Une série de mondes encapsulés sont suspendus côte à côte. Des étagères intimes – enveloppées de laine et de coton – portant des souvenirs d’horizons multiples. Leur rencontre se fait souvent à côté de photos obscures ou de textes brodés, les élevant en compositions allégoriques, comme des rêves opaques. La sensualité et la sexualité se mêlent à un désir de confort et de soutien. Mais les draps froissés et les parties du corps exposées pourraient tout aussi bien côtoyer des souvenirs nostalgiques évoquant des jeux et des jouets d’enfants. Ces mises en scène remarquables suscitent des associations primitives, puisant dans une logique à laquelle il est difficile d’accéder avec un esprit rationnel, mais par lesquelles il est encore plus difficile de ne pas se laisser atteindre dans les profondeurs de notre inconscient. En tant qu’archétypes, elles nous rappellent les rêves et les schémas de pensées universels qui unissent l’humanité – nos meurtrissures et nos mécanismes d’adaptation à nous tous, se ressemblent plus que nous ne le soupçonnons.
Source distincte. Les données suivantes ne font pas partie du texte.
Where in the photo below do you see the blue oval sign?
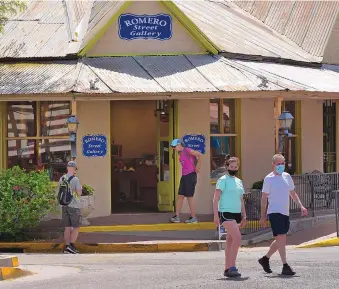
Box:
[82,134,107,158]
[118,13,172,40]
[182,134,206,154]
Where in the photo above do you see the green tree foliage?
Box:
[0,167,57,240]
[0,0,26,33]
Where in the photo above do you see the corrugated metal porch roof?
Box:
[0,55,339,95]
[174,0,322,62]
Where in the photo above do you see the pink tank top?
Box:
[179,148,195,176]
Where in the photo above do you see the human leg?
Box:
[187,197,196,218]
[258,213,293,275]
[184,172,198,223]
[223,220,241,277]
[69,208,82,253]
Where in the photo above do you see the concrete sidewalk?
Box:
[253,222,336,247]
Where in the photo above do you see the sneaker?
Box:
[170,215,180,223]
[224,267,241,278]
[64,245,76,254]
[258,256,272,273]
[185,217,198,224]
[69,243,80,254]
[281,264,295,276]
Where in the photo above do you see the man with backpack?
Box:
[170,139,202,224]
[58,161,82,254]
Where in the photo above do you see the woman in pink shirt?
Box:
[170,139,202,223]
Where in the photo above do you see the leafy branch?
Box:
[0,0,27,33]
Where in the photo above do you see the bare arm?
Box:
[213,189,221,216]
[75,178,82,197]
[261,192,268,219]
[190,149,202,172]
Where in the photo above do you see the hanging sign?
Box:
[182,134,206,154]
[118,13,172,40]
[82,134,107,158]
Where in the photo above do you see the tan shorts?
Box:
[62,206,81,228]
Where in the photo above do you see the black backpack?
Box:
[58,175,74,206]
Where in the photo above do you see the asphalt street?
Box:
[0,247,339,289]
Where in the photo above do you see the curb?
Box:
[296,237,339,249]
[0,267,32,281]
[0,256,19,268]
[79,221,260,233]
[0,241,224,254]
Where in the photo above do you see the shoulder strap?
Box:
[68,176,75,183]
[184,148,196,167]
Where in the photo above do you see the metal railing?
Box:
[242,172,339,235]
[335,192,339,238]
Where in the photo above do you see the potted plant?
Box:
[80,184,95,226]
[0,166,56,240]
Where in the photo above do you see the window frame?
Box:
[281,99,302,175]
[4,100,72,173]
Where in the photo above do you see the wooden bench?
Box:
[308,170,338,209]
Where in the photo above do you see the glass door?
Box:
[156,101,174,212]
[323,100,337,173]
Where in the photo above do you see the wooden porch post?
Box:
[274,96,283,154]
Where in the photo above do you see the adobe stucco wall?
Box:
[301,100,323,173]
[241,99,275,189]
[77,101,111,218]
[87,1,205,56]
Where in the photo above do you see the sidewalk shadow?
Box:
[265,274,300,279]
[217,277,250,282]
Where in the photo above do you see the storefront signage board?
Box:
[118,13,172,40]
[182,134,206,154]
[82,134,107,158]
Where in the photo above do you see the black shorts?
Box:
[219,212,242,225]
[178,172,197,198]
[268,213,290,237]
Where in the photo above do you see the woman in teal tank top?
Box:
[213,155,247,277]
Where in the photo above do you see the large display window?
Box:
[6,101,71,181]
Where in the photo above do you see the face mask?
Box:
[228,170,238,176]
[275,165,285,175]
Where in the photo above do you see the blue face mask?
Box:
[275,165,285,175]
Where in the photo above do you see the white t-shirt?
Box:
[262,172,294,216]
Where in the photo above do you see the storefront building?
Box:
[0,1,339,217]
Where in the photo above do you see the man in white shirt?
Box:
[258,154,308,275]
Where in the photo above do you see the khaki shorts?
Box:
[62,206,81,228]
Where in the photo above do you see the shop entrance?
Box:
[111,100,175,213]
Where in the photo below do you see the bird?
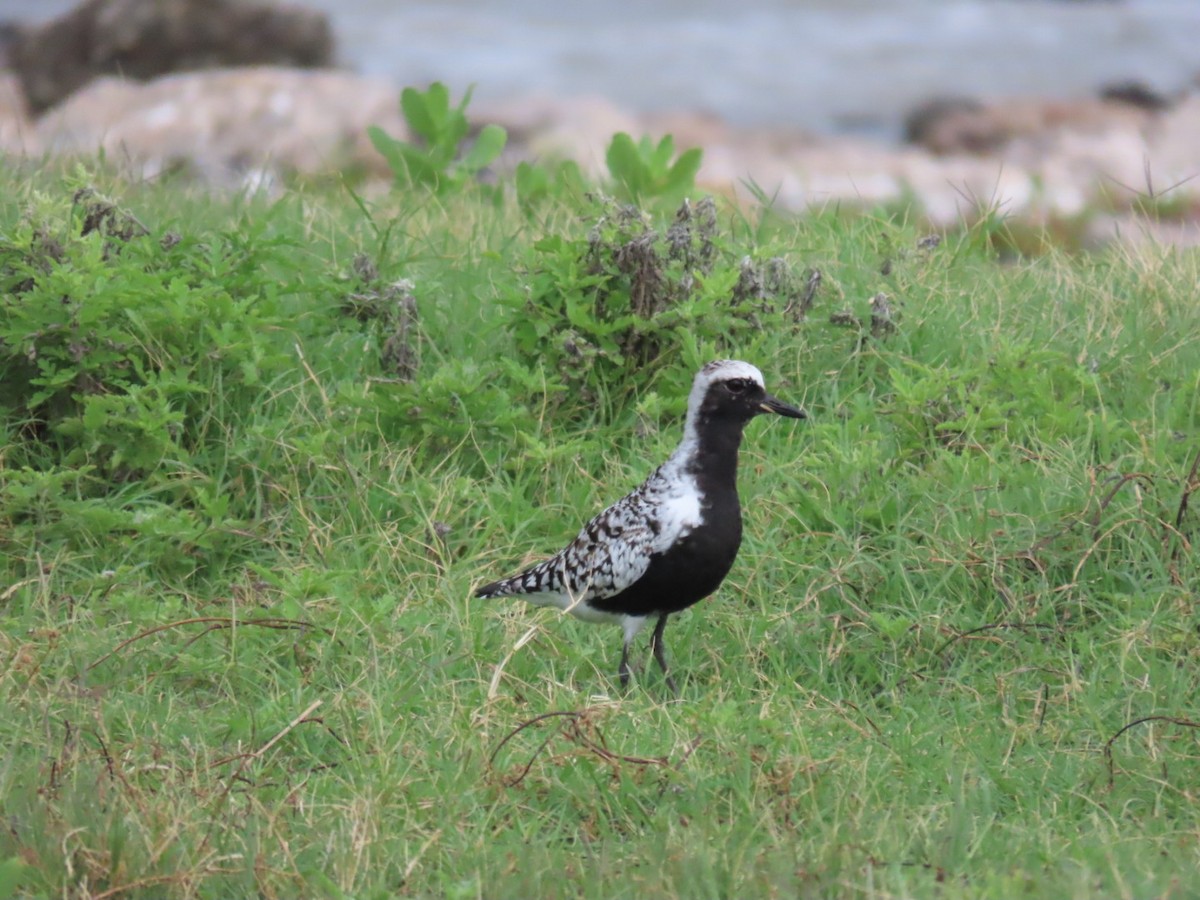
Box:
[475,360,808,696]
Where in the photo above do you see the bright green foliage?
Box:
[0,169,1200,900]
[605,132,703,203]
[367,82,508,194]
[512,160,587,210]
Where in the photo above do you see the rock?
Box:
[906,97,1154,155]
[8,0,334,115]
[37,66,408,186]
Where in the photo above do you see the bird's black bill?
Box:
[758,394,809,419]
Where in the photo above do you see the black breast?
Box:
[588,491,742,616]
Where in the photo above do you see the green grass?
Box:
[0,158,1200,899]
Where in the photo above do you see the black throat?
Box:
[688,415,745,504]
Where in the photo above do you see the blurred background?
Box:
[0,0,1200,241]
[9,0,1200,139]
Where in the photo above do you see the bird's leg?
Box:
[650,612,679,697]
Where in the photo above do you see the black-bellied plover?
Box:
[475,360,806,694]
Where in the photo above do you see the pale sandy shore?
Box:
[0,67,1200,244]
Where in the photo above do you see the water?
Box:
[9,0,1200,137]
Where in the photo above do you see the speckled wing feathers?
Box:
[479,494,654,602]
[476,467,700,608]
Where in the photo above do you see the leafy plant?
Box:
[514,160,586,210]
[367,82,508,194]
[505,198,803,415]
[605,132,703,203]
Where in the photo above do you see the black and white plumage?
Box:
[475,360,805,692]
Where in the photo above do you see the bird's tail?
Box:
[475,557,563,600]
Gros plan fragmenté d’une main humaine tenant la main rembourrée d’une poupée, dans un geste de compréhension et de protection mutuelles réciproques. Un panneau enveloppé de tissu orné de branches de châtaignier, chacune d’entre elles étant habillée d’un tissage de fil de coton – humanisées, prise en charge. Des pièces comme celles-ci constituent l’épine dorsale du nouveau corpus produit par Fau. Il s’agit du caractère sacré de prendre soin (de), et d’être soigné. Une manière animiste d’être au monde et de vivre avec les choses en les considérant comme des éléments du monde vivant. A travers une attention partagée.
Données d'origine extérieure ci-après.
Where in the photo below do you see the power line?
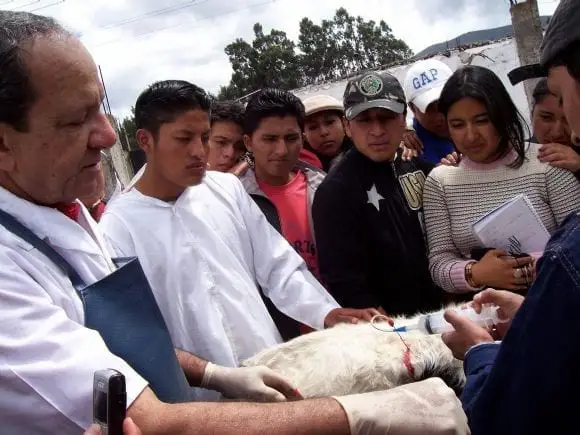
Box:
[28,0,66,12]
[11,0,40,11]
[95,0,208,30]
[93,0,280,48]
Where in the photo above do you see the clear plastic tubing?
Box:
[393,305,502,334]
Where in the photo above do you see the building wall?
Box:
[293,38,530,130]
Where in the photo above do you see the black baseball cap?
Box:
[508,0,580,85]
[343,72,406,120]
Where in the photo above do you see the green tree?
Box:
[218,23,302,100]
[298,8,413,83]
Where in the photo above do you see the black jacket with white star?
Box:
[312,148,444,315]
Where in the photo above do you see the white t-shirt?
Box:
[0,188,147,435]
[100,172,339,367]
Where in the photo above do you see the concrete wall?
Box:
[102,140,134,199]
[293,38,530,129]
[510,0,543,110]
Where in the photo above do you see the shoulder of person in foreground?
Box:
[524,144,580,225]
[0,247,147,434]
[397,156,436,176]
[463,213,580,434]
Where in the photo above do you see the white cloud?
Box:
[6,0,557,115]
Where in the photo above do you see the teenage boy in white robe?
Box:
[101,81,377,378]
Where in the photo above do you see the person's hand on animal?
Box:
[324,308,393,328]
[401,130,424,160]
[441,310,494,360]
[538,143,580,172]
[83,417,141,435]
[471,289,524,339]
[471,249,536,291]
[335,378,470,435]
[201,363,301,402]
[440,151,461,166]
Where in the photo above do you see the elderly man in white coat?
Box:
[0,11,466,435]
[100,80,386,392]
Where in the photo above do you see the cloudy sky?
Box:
[6,0,558,116]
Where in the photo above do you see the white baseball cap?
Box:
[405,59,453,113]
[302,95,344,116]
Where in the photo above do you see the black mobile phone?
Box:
[93,369,127,435]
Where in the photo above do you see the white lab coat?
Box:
[0,188,147,435]
[100,171,339,367]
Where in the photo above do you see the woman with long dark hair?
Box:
[424,66,580,293]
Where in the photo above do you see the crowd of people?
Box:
[0,0,580,435]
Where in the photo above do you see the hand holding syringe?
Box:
[373,304,508,334]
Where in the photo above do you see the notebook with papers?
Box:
[472,194,550,254]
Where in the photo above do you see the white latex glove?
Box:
[201,363,301,402]
[335,378,471,435]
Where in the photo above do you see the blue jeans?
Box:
[461,214,580,435]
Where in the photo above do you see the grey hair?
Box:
[0,11,71,131]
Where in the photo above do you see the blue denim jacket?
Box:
[461,214,580,435]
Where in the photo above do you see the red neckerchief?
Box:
[91,201,107,222]
[55,202,81,222]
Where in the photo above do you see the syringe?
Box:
[392,304,505,334]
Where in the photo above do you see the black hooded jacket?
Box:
[312,148,444,315]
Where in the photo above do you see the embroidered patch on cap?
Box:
[358,74,383,97]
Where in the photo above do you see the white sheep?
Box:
[242,312,465,398]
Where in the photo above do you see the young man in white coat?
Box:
[0,11,466,435]
[101,80,386,376]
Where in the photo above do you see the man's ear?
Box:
[244,134,253,152]
[136,129,153,154]
[0,124,16,172]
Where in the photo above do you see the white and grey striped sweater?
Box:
[423,144,580,293]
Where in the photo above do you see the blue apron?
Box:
[0,210,193,403]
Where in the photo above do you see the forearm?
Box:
[175,349,207,387]
[128,390,350,435]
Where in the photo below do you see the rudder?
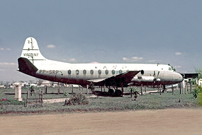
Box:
[21,37,46,64]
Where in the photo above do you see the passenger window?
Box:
[90,70,94,75]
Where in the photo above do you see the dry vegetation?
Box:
[0,87,200,114]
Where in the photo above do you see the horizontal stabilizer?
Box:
[18,57,38,74]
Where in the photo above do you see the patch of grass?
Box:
[0,88,200,113]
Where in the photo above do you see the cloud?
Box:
[123,57,143,62]
[69,58,76,62]
[47,45,55,48]
[175,52,182,55]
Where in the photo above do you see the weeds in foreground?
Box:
[64,93,89,105]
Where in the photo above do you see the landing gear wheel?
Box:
[108,89,114,96]
[115,89,122,97]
La troisième salle est aménagée tel un lieu de repos, un lieu permettant simplement d’être là. Une nouvelle série de bancs – enveloppés de coussins et de cuir à certains endroits, creusés à d’autres – invite les corps à s’asseoir et à fusionner. L’artiste a gravé des motifs et des dessins dans le bois, laissant au matériau la liberté d’imposer ses propres conditions. Et à son tour, le corps au repos sera marqué par ces dessins creusés dans le bois. Les cicatrices de nos âmes dessinent des motifs dans nos individualités, dans nos relations avec le monde.

Conversation avec Fanny Lacrosse

Le samedi 15 avril 2023 s’est tenue une conversation entre Fanny Lacrosse, réalisatrice de Façons de Voir à la RTBF et Jot Fau, dans le cadre de son exposition : Le risque de se faire.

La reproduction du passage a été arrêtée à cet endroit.